Methods: 57 children with ASD were compared to 27 normally-developing 7-12 year olds on a battery of tasks assessing verbal and non-verbal intelligence, mentalising abilities and executive dysfunction. The children also took part in direct and indirect measures of their everyday behavioural symptoms.
Results: Group differences were found on all mentalising and some executive tasks; approximately half of the children with ASD showed severe impairment in mentalising and a third in executive function. As expected, mentalising and verbal ability were highly associated within both groups, while mentalising and executive function were related only in the autism group. An additional surprising association between executive function and verbal ability was present in the autism group but this could not account for the relationship between mentalising and executive function. There was a tendency for children to display: mentalising and executive impairment, just mentalising impairment, or neither. The behavioural data indicated associations only between mentalising and social skills.

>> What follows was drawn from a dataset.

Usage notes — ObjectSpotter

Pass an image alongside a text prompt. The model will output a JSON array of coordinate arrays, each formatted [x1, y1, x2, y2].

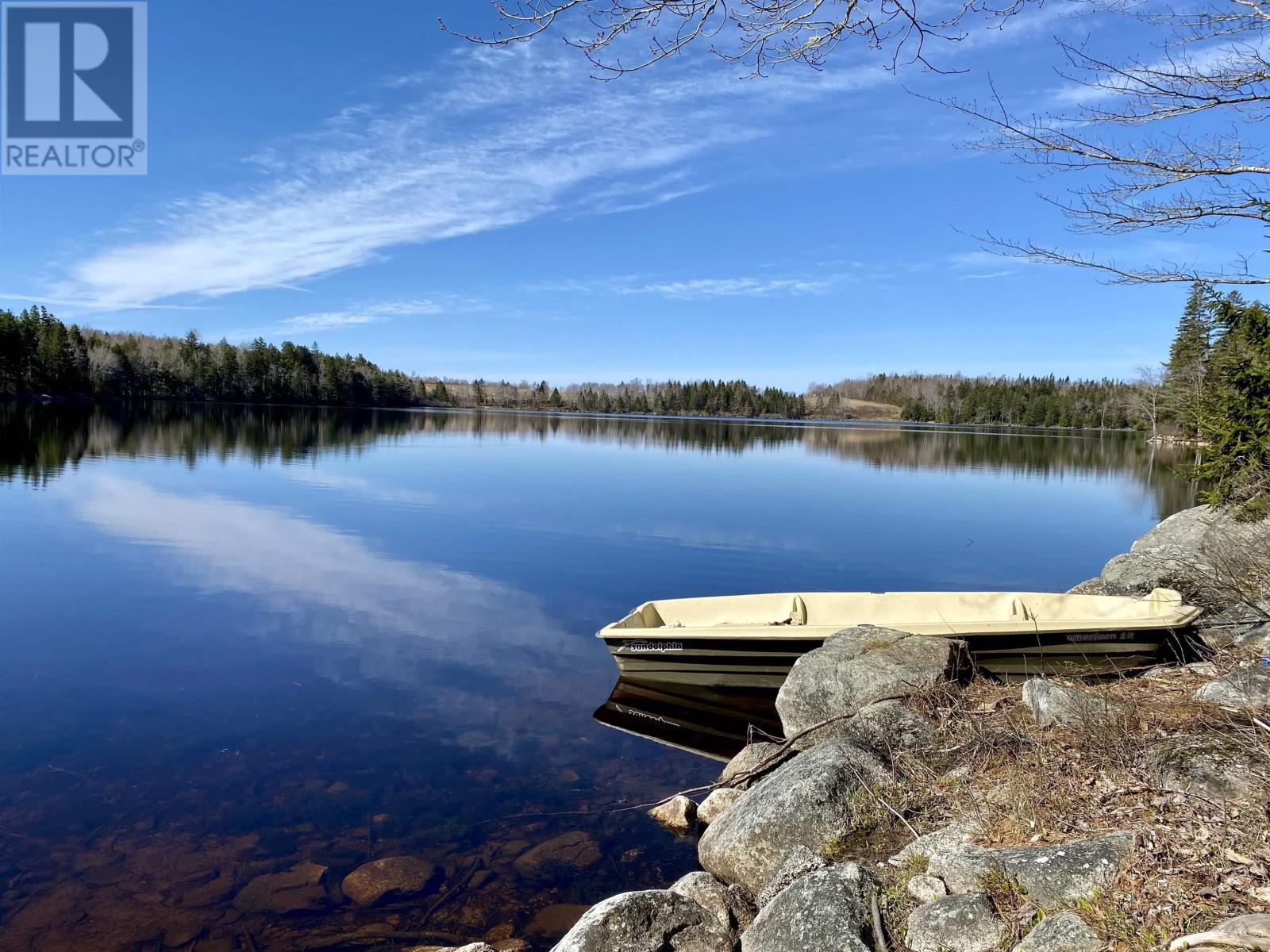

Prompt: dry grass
[[828, 652, 1270, 952]]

Conclusions: This pattern of results may indicate that executive failure is primary to mentalising difficulties. However, an alternative explanation could be that poor executive task performance might emerge from poor mentalising ability, which would also lead to impaired social skill. Indeed, an analysis of the errors made in the executive tasks revealed an unusual pattern of idiosyncratic or egocentric performance and suggested that impaired performance on executive tasks may result from difficulties forming an implicit understanding of the experimenter’s expectations for the task.